If she had been lucky enough to catch a carriage immediately on reaching Commercial Road at the junction of Berner Street, she might have told the cab driver that she needed to get to Bishopsgate Police Station quickly. She had witnessed a fight, a woman wearing a red rose in her lapel had been injured, and she wished to report the crime. It would have been a plausible enough explanation, and it was, of course, based on truth.

It must have been a rapid carriage ride, and at that time of night the journey could have been accomplished in ten minutes or less. So it was at least possible for Lizzie Williams to have arrived in Bishopsgate before, or very soon after, Kelly’s release. Time was indeed short, and if she had arrived later, Lizzie Williams might have missed Kelly and the fourth murder would never have happened. But the fact remains that her next victim
was
murdered, which means, we believe, that Lizzie Williams got there in time.

The woman wearing the green and black bonnet was released from custody at around 1.00 a.m., and soon afterwards Lizzie Williams approached her. Once again, two women out walking together would barely have been noticed; they could have walked though the police cordons unhindered and past the numerous plain-clothes detectives, who were already combing the streets for the murderer of the Buck’s Row and Hanbury Street victims, and now for the murderer of the Berner Street victim too.

The woman might have confirmed, if and when Lizzie Williams asked, that her name was Mary Kelly and that she lived in Spitalfields. Lizzie would then have been sure that she had found the right person. The distance from Bishopsgate Police Station to Mitre Square is four hundred yards, so the walk would have taken them no longer than five minutes, even walking at a slow pace – though speed was less critical than timing, as would soon become apparent.
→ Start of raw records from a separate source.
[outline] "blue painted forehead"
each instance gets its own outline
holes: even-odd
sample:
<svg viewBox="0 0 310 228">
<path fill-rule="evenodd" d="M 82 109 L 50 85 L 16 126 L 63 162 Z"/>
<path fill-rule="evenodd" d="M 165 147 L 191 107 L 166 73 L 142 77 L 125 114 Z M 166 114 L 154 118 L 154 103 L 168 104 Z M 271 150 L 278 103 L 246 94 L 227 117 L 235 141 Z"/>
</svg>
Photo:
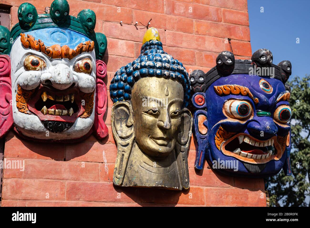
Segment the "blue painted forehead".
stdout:
<svg viewBox="0 0 310 228">
<path fill-rule="evenodd" d="M 191 92 L 188 74 L 182 63 L 164 51 L 162 42 L 154 40 L 146 42 L 138 58 L 115 73 L 110 86 L 113 103 L 130 100 L 135 83 L 142 78 L 153 77 L 179 82 L 184 92 L 184 106 L 187 107 Z"/>
<path fill-rule="evenodd" d="M 65 28 L 46 28 L 29 31 L 27 34 L 37 39 L 40 39 L 46 47 L 54 44 L 68 45 L 74 49 L 79 44 L 91 40 L 86 36 L 77 32 Z"/>
</svg>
But the woman was not Mary Kelly and 6 Fashion Street was not her address, as she had told Sergeant Byfield upon her discharge from custody, though she did live in Spitalfields. Her real name was Catherine Eddowes and she lived in Crossingham’s, a common lodging house in Dorset Street. Catherine Eddowes, also known as Mary Kelly, may have been seen on the short journey by two witnesses: Joseph Lawende, a salesman, and Joseph Hyam Levy, a butcher. Their evidence was that at 1.33 or 1.34 they saw a man and woman talking together at the entrance to Church Passage, which led to Mitre Square. However, since neither witness could identify Eddowes, or provide the police with a description of her, their alleged sighting is inconclusive and it might not have been her. However, if it was Eddowes they saw, it would not have been surprising that Lizzie Williams was nowhere to be seen; just as in the case of Annie Chapman, who had walked on a little way alone in Hanbury Street to meet a man, so Catherine Eddowes may have acted in the same manner. Both women would have been known to many clients in the neighbourhood whom they would not wish to turn away.

We believe that when the two eyewitnesses had gone, the man Eddowes had spoken to (if it was her) also left (intending to meet her later perhaps?), and it was Eddowes who led Lizzie Williams through one of the three entrances into Mitre Square; two were narrow foot passageways, the third was a slightly wider
carriageway
. The ill-lit square was darkest in the southern corner and it was here that Eddowes led her clients for sexual purposes. It was to that same corner that Catherine Eddowes brought Lizzie Williams.